In the following, the term system shall describe an entity which is part of the aircraft and provides one or more functions to the aircraft (e.g., the flight control system provides the function “attitude control” to the aircraft) and/or to other systems (e.g., energy supply systems). A component, on the other hand, is the smallest system element considered. It is not further decomposed into its parts and owns a certain behavior and performs functions for the system. Subsystems represent intermediate levels of abstraction, being part of a system and being aggregations of components and/or other subsystems. Systems and subsystems do not have proper behavior, instead, their behavior results from the interaction of their components.

3 PSSA

The preliminary system safety assessment process as defined by the Society of Automotive Engineers (SAE) in the Aerospace Recommended Practice (ARP) 4761 [4] is a standardized process for system architecture development and for establishing component safety requirements. The PSSA starts with an aircraft and a system functional hazard assessment (FHA), during which critical aircraft or system conditions are determined, respectively. These conditions are then used as a starting point for deductive analyses, e.g., the fault tree analysis (FTA). The FTA is a qualitative, graphical and deductive analysis, relating a system-wide failure condition with its root causes. This analysis starts at system level with a top-level event (TLE). This event is then successively decomposed by finding its immediate causes and their logical relation. These causes are formulated as failure events. The events and the relations are depicted as boxes and gate symbols in a directed acyclic graph, the fault tree. The two main relations are the AND-gate (all subevents of the gate must occur for the top event of the gate to occur) and the OR-gate (one subevent occurence is sufficient for the top event to occur). The symbols are shown in Fig. 1. Events, which are not further decomposed, are referred to as basic events. They are marked with a circle below the event box. The analysis is terminated if the ends of all branches are basic events.

Fig. 1
figure 1

Fault tree symbols acc. to [3]

A “smallest combination” of these basic events “which, if they all occur, will cause the top event to occur”, is called a Minimum Cut Set (MCS) [3]. They can be obtained from the fault tree via Boolean algebra operations. MCS are used for multiple analyses, both qualitatively and quantitatively [3]. Qualitative analyses comprise

  • Qualitative importances of basic events.

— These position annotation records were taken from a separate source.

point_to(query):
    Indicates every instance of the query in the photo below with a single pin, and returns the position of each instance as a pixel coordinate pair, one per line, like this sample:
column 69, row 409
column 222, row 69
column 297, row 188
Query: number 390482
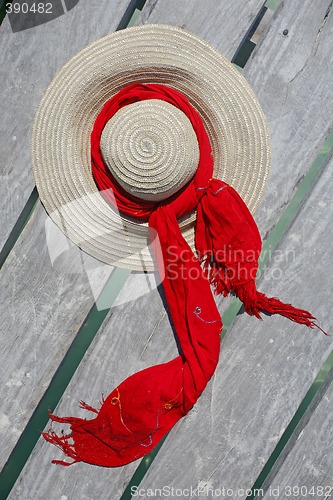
column 24, row 8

  • Common cause failure susceptibility.

Quantitative results include

  • Top-level and intermediate event probability calculation.

  • Quantitative importances.

Importances quantify the impact of a basic event or MCS on the top-level event probability. Hence, for system analysis, they help to find system safety “weaknesses” (e.g., the components with largest contribution to system failure events). To obtain a qualitative importance, the order of a MCS can be considered: Lower order MCS (i.e., those having few basic events) typically have a higher impact than higher order MCS, as the MCS probability decreases with every event. Assuming low probabilities, a change in MCS order leads to a change in MCS probability of several orders of magnitude. Quantitatively, the MCS importance can be calculated by dividing the MCS occurence probability by the top-level event probability [3]:

$$\begin{aligned} I_{\mathrm{MCS}}=\frac{P_{\mathrm{MCS}}}{P_{\mathrm{TLE}}}. \end{aligned}$$
(1)

4 Model-based safety assessment approaches

Model-based safety assessment describes methods which use system models to determine system safety properties in a more or less automated way. Lisagor [5] classifies MBSA approaches with regard to two dimensions: The provenance of the system model and the semantics of component dependencies. The latter is classified on a scale between two extremes, the Failure logic modeling (FLM) approach and Failure effects modeling (FEM). They differ in how the components interact with each other.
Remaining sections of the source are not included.